All Victorians six months or older are encouraged to get an annual flu shot. However, some groups in the community are more vulnerable to the flu virus, and can also suffer more serious complications from the flu.
The flu vaccines are available for free in 2019 for these groups due to their increased risk of complications from the flu:
- all children aged six months to less than five years old
- Aboriginal and/or Torres Strait Islander persons aged 6 months to less than 5 years or those over 15 years
- all Victorians aged over 6 months who have certain medical conditions which increase the risk of influenza complications; for example, severe asthma, lung or heart disease, low immunity or diabetes, should go to their GP to determine if they should have the Flu shot
- all adults aged over 65 years
- pregnant women (during any stage of pregnancy).

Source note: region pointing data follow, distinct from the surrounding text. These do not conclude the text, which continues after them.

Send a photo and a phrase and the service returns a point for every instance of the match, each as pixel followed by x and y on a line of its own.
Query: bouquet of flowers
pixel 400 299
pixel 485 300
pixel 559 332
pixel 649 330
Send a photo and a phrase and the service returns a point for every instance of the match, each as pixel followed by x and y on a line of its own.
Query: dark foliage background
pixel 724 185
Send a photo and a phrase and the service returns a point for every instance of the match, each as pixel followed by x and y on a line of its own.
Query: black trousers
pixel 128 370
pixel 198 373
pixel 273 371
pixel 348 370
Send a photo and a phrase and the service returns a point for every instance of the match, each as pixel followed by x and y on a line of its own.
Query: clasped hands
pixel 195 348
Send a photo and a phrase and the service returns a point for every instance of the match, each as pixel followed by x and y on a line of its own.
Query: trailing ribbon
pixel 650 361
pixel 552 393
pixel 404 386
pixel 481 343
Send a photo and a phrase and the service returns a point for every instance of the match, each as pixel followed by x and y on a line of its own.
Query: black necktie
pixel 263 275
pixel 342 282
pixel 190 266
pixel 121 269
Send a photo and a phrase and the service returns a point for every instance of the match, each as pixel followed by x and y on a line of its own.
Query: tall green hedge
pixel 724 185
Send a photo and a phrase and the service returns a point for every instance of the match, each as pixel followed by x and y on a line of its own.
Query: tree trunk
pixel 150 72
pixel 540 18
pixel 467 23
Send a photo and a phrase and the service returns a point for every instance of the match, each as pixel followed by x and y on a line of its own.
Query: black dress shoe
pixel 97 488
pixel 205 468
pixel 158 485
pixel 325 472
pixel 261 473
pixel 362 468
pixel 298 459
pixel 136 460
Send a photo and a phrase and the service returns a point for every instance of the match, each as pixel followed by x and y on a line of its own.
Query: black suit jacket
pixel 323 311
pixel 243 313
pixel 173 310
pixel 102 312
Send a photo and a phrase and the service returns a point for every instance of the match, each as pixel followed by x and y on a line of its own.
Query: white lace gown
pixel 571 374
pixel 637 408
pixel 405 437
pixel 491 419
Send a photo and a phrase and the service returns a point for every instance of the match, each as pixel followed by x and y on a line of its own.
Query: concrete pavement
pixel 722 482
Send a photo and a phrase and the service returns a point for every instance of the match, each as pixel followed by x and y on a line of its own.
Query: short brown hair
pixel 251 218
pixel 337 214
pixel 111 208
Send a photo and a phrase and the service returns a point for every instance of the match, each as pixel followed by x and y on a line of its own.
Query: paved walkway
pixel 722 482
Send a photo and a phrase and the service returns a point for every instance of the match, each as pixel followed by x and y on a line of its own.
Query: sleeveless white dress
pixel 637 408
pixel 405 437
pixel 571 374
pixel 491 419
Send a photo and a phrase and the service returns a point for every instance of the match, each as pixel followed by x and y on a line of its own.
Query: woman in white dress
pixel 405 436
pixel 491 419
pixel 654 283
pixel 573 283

Council has a number of immunisation sessions from May through to September which offer the flu vaccine free to eligible people (while stocks last).
Common symptoms of the flu include sudden high temperature (38o C or more), a dry cough, sore throat and a runny or stuffy nose, body aches, and feeling extremely week or tired.
If you get the flu the best things you can do are rest, stay at home and drink plenty of fluids. If you do need to see a GP, make sure you call ahead first.
For some people, taking antiviral medication early on can help lessen the effects of flu. Speak to your GP about whether you might need to take antiviral medication, especially if you’re in an at-risk group.
You can help stop the flu spreading by coughing or sneezing into your elbow, washing your hands regularly and staying home or away from work if possible.